Jamais imaginei que seria tão difícil assim atravessar uma rua justamente no dia em que não havia ninguém vivo por perto. Justamente no dia em que eu mais precisei. Ela e eu, nós e os mortos. A minha menininha só fica bem escondida ali dentro do estabelecimento, olhando do outro lado da calçada, provavelmente me procurando com aquele rostinho de gato assustado.

Faço um rápido sinal na esperança de que ela me veja indicando que estou a seu caminho, mas não vou a lugar algum. Olhando de dentro do meu refúgio, vulgo loja de R$ 1,99, me deparo com a situação mais grotesca que tive o desprazer de presenciar em toda a minha vida. Dezenas daquelas carnes podres lá fora, perambulando quase sem rumo, mas nunca saindo da rua. Elas se mexem sozinhas, andando pela rua à minha frente, desde aqui até o outro lado, onde fica a menininha. Ela se esconde dentro de uma loja de doces. Ironicamente sortuda, de alguma forma.

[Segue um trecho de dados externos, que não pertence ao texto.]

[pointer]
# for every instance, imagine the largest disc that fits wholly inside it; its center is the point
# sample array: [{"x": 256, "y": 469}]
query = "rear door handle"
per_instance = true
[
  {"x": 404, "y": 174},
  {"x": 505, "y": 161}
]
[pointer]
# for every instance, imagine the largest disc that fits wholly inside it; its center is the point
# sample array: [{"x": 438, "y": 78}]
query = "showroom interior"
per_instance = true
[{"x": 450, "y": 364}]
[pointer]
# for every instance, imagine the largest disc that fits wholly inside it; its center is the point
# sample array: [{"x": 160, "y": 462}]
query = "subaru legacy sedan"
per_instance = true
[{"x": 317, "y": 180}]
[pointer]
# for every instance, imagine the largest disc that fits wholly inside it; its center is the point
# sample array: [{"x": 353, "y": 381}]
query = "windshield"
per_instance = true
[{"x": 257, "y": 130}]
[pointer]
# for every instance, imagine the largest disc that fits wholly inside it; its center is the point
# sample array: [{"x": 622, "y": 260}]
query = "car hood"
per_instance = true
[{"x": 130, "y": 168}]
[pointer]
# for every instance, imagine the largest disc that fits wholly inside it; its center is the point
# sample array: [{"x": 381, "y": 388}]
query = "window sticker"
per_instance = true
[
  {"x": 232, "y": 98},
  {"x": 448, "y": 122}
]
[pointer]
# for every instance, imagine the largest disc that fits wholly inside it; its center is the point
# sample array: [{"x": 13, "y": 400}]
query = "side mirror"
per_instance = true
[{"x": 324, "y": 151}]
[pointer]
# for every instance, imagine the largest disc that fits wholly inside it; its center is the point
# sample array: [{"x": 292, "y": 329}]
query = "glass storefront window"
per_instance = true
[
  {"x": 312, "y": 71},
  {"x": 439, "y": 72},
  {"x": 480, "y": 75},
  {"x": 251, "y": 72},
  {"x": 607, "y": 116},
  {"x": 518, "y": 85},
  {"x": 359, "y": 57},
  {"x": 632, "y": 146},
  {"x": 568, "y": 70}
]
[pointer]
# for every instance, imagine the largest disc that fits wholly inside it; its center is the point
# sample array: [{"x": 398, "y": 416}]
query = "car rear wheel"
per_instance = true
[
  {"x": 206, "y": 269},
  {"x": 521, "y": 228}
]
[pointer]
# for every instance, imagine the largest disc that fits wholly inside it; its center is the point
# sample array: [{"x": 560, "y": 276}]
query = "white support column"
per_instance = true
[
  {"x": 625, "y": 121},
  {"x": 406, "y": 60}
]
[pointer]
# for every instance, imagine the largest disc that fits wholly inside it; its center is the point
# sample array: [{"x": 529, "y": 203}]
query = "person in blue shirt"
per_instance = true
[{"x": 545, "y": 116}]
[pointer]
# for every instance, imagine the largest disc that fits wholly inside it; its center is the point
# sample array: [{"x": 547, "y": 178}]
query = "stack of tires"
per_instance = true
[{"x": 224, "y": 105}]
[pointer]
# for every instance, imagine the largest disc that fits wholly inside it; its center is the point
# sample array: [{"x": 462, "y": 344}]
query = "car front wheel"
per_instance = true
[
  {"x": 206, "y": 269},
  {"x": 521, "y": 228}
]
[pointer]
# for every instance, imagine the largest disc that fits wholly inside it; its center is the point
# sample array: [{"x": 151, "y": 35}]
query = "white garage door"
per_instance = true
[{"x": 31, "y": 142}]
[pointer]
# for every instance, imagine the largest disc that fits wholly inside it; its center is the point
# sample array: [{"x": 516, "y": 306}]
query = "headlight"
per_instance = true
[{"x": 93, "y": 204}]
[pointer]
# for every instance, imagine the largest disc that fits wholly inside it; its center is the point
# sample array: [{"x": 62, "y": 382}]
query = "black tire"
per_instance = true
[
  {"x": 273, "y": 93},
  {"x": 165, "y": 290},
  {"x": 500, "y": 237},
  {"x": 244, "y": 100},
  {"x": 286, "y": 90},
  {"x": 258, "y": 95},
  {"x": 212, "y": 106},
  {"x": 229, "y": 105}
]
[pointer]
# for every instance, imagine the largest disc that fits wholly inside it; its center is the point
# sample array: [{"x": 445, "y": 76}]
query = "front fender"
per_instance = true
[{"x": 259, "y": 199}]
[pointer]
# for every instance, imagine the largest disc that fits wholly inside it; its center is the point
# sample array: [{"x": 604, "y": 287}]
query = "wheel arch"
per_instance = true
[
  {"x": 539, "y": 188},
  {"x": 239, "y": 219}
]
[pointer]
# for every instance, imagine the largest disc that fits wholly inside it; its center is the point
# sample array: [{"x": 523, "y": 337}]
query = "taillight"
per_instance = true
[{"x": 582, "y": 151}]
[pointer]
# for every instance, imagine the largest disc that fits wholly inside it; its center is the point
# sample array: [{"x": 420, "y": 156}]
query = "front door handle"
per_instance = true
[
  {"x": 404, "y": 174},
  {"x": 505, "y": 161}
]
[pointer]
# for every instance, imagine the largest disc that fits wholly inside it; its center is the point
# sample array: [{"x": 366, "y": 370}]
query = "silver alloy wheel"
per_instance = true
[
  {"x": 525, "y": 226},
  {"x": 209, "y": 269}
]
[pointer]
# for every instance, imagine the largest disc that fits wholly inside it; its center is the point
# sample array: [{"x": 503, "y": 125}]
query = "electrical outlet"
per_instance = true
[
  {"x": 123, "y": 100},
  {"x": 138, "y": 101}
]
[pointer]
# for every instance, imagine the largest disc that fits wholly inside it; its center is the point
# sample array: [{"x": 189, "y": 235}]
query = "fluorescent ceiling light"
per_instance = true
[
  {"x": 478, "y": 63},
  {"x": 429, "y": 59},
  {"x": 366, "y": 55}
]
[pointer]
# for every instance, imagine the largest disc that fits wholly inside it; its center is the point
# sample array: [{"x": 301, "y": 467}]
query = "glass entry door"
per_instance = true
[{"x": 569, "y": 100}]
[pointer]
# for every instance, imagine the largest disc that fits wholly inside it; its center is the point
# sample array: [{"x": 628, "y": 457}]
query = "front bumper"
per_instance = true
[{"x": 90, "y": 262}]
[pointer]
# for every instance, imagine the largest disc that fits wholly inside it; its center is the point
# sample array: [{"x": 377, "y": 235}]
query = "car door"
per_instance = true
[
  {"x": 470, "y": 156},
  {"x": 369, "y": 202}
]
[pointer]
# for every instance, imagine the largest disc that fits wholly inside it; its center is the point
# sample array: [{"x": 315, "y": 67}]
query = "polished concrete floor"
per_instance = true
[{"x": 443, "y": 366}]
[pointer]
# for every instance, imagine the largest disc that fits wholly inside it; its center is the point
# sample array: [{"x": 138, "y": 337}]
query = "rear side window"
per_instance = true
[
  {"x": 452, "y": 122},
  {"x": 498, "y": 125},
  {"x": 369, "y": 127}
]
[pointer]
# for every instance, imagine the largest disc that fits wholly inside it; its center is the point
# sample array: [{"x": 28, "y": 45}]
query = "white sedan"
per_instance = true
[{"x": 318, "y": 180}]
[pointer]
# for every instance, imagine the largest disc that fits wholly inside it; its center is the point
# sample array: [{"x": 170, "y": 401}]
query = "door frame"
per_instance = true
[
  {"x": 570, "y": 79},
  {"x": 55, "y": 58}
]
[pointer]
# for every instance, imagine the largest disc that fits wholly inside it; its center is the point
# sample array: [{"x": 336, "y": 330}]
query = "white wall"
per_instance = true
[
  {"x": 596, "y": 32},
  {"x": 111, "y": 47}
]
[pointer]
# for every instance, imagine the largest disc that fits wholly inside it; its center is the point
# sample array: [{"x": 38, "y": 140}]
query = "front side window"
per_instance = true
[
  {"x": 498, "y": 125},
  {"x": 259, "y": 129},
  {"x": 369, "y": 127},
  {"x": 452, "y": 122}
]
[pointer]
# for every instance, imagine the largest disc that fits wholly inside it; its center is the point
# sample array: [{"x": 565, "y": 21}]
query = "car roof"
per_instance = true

Aquele pútrido cheiro de corpos sem almas que perambulam nas redondezas não era agradável às minhas narinas, mesmo com todo o estabelecimento fechado. Imagino o quanto poderia regurgitar os poucos restos que me foram possíveis consumir ultimamente se eles chegassem muito mais perto até adentrando à loja.

Logo irá escurecer e não terei mais chance alguma de ver a minha menininha. O coração dói muito ao imaginar aquele seu olhar de esperança acreditando que irei ao seu resgate em breve. Eu não posso decepcionar. Bate-me o desespero só de ameaçar pensar nas piores possibilidades. Preciso fazer alguma coisa logo.

Nunca tive um contato tão direto com esses seres medonhos que de algum jeito um dia foram pessoas comuns. Não sei o quanto poderiam realmente ser perigosas em ataque. Já com a menininha eu não posso viver sem o seu contato. Preciso dela. Eu vou até ela. Nem que eu morra para isso.

É como o elixir da vida, a cura para a depressão, a fórmula do poder e da felicidade, um enorme combustível de vida. Puta que pariu, eu estava enlouquecido, em pleno apocalipse zumbi. Andando de um lado para o outro sem parar. Mãos na cabeça. Forçar o couro cabeludo. Grunhir com desespero. Essa loucura... exatamente como eu não precisava estar. Uma ansiedade que sobe queimando o meu corpo, parece querer me controlar. Cada vez pior. Perdi as contas das vezes que precisei me segurar. A cada tentativa de controle fica mais difícil permanecer são. Pergunto-me até quando vou aguentar. Que sacanagem de deus, me separar assim dela. A sensação de ser um trapo inútil nessa situação acaba comigo. A sensação de não saciar a necessidade de segurança necessária ao meu amor... A sensação de estar sem ela, sabendo que isso pode nunca mais ocorrer novamente. Pobre menininha. E eu aqui... preso em meus tormentos.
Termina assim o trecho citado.